Increased levels of IP-10 and Mig were detected in HCC patient serum and culture supernatants of HCC cell lines. The IP-10 concentration in the tumor was significantly higher than that in the non-involved adjacent liver tissues. HCC cell lines secreted functional chemokines that induced a CXCR3-specific chemotactic response of lymphocytes. Furthermore, tumor-cell-derived chemokines induced initial rapid phosphorylation of lymphocyte ERK followed by later inhibition of ERK phosphorylation. The culture of normal lymphocytes with HCC cell line supernatants or medium containing serum from HCC patients resulted in a significant reduction in the proportion of lymphocytes exhibiting surface expression of CXCR3. The reduction in T cell expression of CXCR3 resulted in reduced migration toward the ligand IP-10, and both CD4+ and CD8+ T cells from HCC patients exhibited diminished chemotactic responses to IP-10 in vitro compared to T cells from healthy control subjects.
This study demonstrates functional desensitization of the chemokine receptor CXCR3 in lymphocytes from HCC patients by CXCR3 ligands secreted by tumor cells. This may cause lymphocyte dysfunction and subsequently impaired immune defense against the tumor.
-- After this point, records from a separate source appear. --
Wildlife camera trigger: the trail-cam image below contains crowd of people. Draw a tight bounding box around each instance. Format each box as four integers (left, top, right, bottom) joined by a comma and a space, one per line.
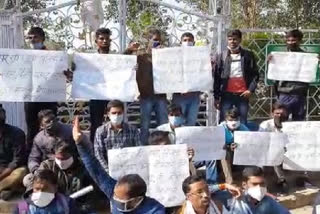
0, 27, 316, 214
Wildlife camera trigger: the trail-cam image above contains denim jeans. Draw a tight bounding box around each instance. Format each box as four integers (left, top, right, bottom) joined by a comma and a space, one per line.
89, 100, 108, 143
220, 92, 249, 124
194, 160, 218, 185
278, 94, 307, 121
140, 96, 168, 145
172, 92, 200, 126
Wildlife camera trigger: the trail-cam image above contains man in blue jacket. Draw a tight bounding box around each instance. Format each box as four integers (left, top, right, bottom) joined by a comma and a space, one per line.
73, 118, 165, 214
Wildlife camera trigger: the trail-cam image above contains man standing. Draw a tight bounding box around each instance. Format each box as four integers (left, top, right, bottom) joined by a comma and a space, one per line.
0, 106, 27, 200
94, 100, 141, 172
213, 30, 259, 124
268, 30, 309, 121
172, 32, 200, 126
24, 27, 58, 153
137, 30, 168, 145
259, 103, 289, 194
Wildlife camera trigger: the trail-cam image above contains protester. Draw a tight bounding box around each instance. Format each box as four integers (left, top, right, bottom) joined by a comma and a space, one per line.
156, 104, 185, 144
220, 108, 249, 184
177, 175, 241, 214
73, 118, 165, 214
172, 32, 200, 126
0, 106, 27, 200
231, 166, 290, 214
28, 109, 73, 173
259, 103, 289, 194
268, 30, 309, 121
137, 30, 168, 145
24, 27, 58, 154
213, 30, 259, 124
94, 100, 141, 172
13, 170, 79, 214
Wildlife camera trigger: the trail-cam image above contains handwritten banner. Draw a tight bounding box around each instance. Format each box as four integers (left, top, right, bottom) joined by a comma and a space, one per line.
108, 145, 189, 207
152, 47, 213, 94
283, 131, 320, 171
0, 49, 68, 102
233, 131, 287, 166
268, 52, 319, 83
72, 53, 138, 102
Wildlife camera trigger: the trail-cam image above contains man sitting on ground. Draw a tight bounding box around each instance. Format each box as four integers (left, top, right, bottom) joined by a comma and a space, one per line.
13, 169, 79, 214
0, 106, 27, 200
232, 166, 290, 214
73, 116, 165, 214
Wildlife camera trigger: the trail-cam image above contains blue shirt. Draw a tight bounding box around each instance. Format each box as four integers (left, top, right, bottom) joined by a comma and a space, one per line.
219, 122, 250, 145
77, 137, 165, 214
231, 195, 290, 214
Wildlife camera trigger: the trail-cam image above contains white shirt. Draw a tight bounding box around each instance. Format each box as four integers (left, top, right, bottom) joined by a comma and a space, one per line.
230, 53, 243, 78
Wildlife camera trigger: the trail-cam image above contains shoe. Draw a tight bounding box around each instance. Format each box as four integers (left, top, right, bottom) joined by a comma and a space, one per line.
0, 190, 14, 201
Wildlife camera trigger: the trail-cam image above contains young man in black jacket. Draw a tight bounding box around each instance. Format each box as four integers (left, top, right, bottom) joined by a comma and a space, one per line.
213, 30, 259, 124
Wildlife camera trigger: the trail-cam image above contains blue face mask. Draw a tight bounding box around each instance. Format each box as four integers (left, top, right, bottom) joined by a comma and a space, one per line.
30, 42, 44, 50
169, 116, 184, 127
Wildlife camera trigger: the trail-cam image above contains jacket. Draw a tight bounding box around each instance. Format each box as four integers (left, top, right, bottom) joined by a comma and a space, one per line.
219, 121, 250, 145
77, 137, 165, 214
213, 48, 259, 99
274, 48, 309, 96
0, 124, 26, 169
137, 53, 166, 98
28, 123, 74, 173
13, 193, 79, 214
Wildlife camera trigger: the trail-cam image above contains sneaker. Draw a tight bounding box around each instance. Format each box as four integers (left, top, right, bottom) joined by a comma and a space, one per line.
0, 190, 14, 201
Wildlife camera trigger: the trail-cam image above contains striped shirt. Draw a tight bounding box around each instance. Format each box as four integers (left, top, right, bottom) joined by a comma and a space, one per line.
94, 122, 141, 172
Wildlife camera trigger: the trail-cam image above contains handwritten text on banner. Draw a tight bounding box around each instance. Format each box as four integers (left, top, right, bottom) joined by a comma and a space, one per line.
152, 47, 213, 94
175, 126, 226, 161
268, 52, 319, 83
0, 49, 68, 102
108, 145, 189, 207
72, 53, 138, 102
233, 131, 287, 166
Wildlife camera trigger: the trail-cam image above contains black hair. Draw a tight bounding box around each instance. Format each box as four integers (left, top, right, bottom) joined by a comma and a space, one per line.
96, 28, 111, 38
181, 32, 194, 40
33, 169, 58, 185
107, 100, 124, 112
168, 103, 182, 114
272, 102, 287, 112
286, 29, 303, 41
54, 138, 75, 155
227, 29, 242, 39
224, 107, 240, 119
242, 166, 264, 181
148, 131, 170, 145
117, 174, 147, 198
38, 109, 56, 123
182, 175, 206, 194
28, 27, 46, 41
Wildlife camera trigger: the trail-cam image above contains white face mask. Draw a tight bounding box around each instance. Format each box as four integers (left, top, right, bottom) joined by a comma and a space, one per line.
247, 185, 267, 201
31, 192, 55, 207
227, 120, 240, 130
55, 156, 73, 170
181, 42, 193, 47
109, 114, 123, 125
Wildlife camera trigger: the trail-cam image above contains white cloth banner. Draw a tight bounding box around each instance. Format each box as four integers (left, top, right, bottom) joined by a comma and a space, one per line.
233, 131, 287, 166
175, 126, 226, 161
152, 47, 213, 94
108, 145, 189, 207
72, 53, 138, 102
283, 130, 320, 171
0, 49, 68, 102
268, 52, 319, 83
281, 121, 320, 133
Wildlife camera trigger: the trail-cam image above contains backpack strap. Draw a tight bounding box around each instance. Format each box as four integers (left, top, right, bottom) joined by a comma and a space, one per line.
57, 193, 70, 214
18, 201, 29, 214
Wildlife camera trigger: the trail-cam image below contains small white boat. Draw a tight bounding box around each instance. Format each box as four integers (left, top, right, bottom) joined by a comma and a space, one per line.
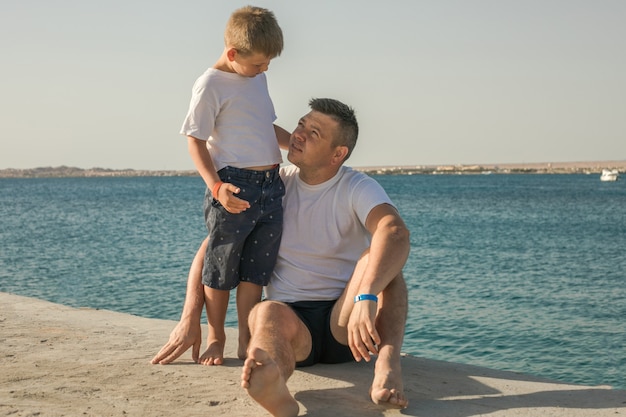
600, 169, 619, 181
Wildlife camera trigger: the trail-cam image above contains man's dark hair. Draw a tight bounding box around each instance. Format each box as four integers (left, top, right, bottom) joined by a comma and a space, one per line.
309, 98, 359, 160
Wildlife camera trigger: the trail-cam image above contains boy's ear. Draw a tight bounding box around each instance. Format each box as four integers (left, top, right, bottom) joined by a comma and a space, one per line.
226, 48, 237, 62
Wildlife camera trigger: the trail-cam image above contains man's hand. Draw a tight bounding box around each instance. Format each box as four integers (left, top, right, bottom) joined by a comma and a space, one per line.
150, 320, 202, 365
348, 300, 380, 362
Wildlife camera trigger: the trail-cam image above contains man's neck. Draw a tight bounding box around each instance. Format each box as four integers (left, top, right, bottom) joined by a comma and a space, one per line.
298, 165, 341, 185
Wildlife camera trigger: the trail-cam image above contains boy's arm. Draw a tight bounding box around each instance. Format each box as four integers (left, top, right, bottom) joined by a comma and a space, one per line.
274, 125, 291, 150
187, 136, 250, 213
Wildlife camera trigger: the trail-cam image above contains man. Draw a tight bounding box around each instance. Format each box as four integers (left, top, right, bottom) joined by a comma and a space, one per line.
153, 99, 410, 416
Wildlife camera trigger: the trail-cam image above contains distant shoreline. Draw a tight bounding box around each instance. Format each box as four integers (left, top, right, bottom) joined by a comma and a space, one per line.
0, 160, 626, 178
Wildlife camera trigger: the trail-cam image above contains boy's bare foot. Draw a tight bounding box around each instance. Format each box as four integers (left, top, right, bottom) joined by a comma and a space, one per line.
198, 339, 226, 366
370, 358, 409, 408
241, 349, 299, 417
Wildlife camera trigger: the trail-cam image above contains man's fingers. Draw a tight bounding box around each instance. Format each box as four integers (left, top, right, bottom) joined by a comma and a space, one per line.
151, 343, 174, 364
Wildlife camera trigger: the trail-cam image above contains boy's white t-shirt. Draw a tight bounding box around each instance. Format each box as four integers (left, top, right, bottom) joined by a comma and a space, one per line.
180, 68, 282, 171
265, 165, 393, 302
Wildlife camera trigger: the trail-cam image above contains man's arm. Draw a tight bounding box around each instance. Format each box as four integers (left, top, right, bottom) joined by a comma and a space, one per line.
151, 238, 208, 365
346, 204, 411, 361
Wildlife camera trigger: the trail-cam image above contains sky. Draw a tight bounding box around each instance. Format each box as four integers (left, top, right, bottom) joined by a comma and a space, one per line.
0, 0, 626, 170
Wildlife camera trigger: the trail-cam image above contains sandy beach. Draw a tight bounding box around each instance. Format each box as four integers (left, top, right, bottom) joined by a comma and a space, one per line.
0, 293, 626, 417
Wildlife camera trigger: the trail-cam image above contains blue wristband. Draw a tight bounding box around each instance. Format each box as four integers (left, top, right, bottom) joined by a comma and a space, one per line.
354, 294, 378, 303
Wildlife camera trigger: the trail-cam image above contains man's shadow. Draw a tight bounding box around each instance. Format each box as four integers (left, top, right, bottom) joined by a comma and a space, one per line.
289, 356, 626, 417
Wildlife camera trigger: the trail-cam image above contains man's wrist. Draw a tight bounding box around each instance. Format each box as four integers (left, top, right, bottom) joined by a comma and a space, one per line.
211, 181, 224, 200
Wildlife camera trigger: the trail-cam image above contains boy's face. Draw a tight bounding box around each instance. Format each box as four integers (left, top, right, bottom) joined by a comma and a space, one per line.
231, 51, 272, 77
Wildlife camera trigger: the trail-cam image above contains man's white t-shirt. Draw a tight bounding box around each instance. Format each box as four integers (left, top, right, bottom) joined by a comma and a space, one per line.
265, 166, 393, 302
180, 68, 282, 171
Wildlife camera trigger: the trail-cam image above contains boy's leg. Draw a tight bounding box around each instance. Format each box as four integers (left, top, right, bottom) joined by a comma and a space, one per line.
198, 286, 230, 365
237, 282, 263, 360
241, 301, 311, 417
331, 254, 408, 407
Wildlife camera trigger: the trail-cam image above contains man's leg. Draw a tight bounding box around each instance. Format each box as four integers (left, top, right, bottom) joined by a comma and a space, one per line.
241, 301, 311, 417
331, 254, 408, 407
198, 286, 230, 365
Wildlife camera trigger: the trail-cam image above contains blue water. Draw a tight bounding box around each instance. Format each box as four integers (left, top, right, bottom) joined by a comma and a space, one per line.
0, 175, 626, 389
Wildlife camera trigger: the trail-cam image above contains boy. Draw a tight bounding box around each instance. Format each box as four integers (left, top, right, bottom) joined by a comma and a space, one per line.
181, 6, 289, 365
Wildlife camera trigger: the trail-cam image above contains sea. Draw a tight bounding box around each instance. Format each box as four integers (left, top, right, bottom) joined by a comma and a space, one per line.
0, 174, 626, 389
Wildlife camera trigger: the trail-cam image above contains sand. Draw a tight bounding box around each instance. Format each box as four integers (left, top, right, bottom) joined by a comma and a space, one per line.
0, 293, 626, 417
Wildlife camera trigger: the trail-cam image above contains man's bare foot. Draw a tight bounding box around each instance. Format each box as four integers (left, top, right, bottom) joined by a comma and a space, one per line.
237, 330, 250, 361
370, 358, 409, 408
241, 349, 300, 417
198, 339, 226, 366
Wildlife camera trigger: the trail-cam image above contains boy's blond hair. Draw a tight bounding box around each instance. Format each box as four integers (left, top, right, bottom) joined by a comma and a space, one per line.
224, 6, 283, 58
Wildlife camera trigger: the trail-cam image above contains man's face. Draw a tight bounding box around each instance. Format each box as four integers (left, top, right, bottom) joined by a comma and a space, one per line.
287, 111, 339, 168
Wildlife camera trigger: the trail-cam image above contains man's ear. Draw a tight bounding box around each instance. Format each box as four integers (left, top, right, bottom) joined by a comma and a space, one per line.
226, 48, 237, 62
332, 146, 348, 165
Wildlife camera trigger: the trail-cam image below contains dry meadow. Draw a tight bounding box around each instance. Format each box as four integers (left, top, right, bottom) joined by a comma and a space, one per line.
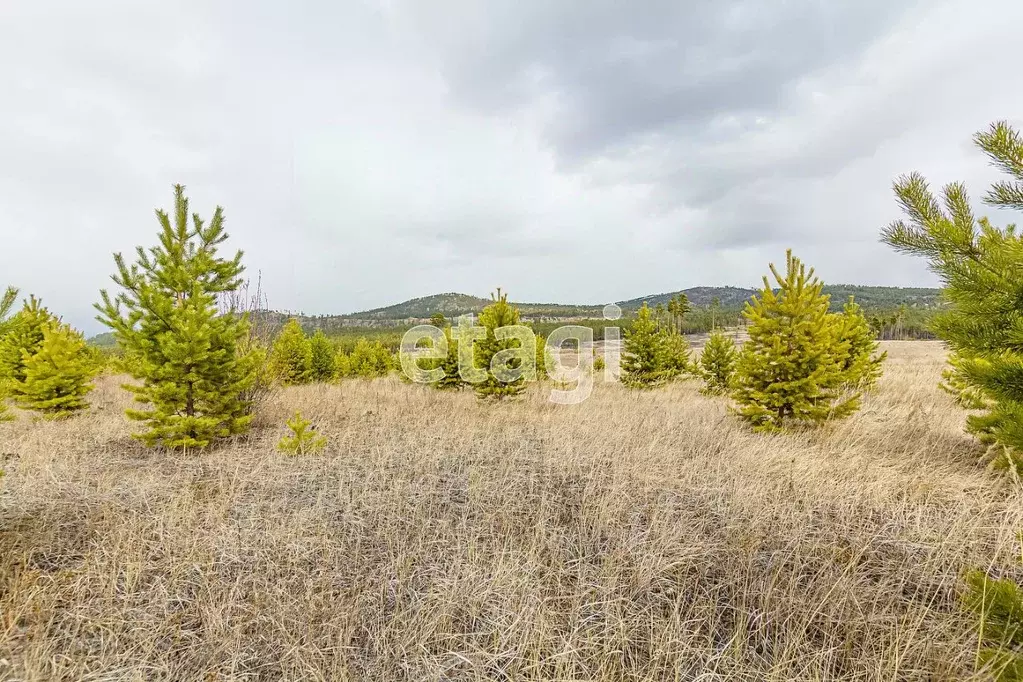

尽管存在淋巴细胞浸润,但人类肝细胞癌(HCC)通常是一种快速进展的疾病。淋巴细胞迁移的调控机制尚不清楚。在本研究中,我们调查了调节HCC患者T细胞迁移的各种因素。我们检测了HCC患者血清中CXC趋化因子水平,并证明了HCC细胞系可产生CXC趋化因子。我们确定了HCC患者血清和肿瘤细胞条件上清液对趋化因子受体CXCR3在淋巴细胞上的表达以及淋巴细胞迁移的影响。最后,我们检测了来自HCC患者的淋巴细胞的趋化反应。
通过细胞计数珠阵列(CBA)测量血清趋化因子IP-10(CXCL10)和Mig(CXCL9)水平,通过ELISA测量肿瘤组织中IP-10浓度。通过流式细胞术确定淋巴细胞上CXCR3的表面表达。使用体外趋化试验评估淋巴细胞对相应趋化因子的迁移功能。通过蛋白质印迹分析确定细胞外信号调节激酶(ERK)的磷酸化。
在HCC患者血清和HCC细胞系培养上清液中检测到IP-10和Mig水平升高。肿瘤中IP-10浓度明显高于未受累的邻近肝组织。HCC细胞系分泌功能性趋化因子,可诱导淋巴细胞产生CXCR3特异性趋化反应。此外,肿瘤细胞衍生的趋化因子诱导淋巴细胞ERK最初快速磷酸化,随后ERK磷酸化受到抑制。用HCC细胞系上清液或含有HCC患者血清的培养基培养正常淋巴细胞,导致表现出CXCR3表面表达的淋巴细胞比例显著降低。CXCR3在T细胞上表达的降低导致向配体IP-10的迁移减少,与健康对照受试者的T细胞相比,HCC患者的CD4+和CD8+T细胞在体外对IP-10的趋化反应均减弱。
本研究证明肿瘤细胞分泌的CXCR3配体使HCC患者淋巴细胞中的趋化因子受体CXCR3发生功能性脱敏。这可能导致淋巴细胞功能障碍,进而损害对肿瘤的免疫防御。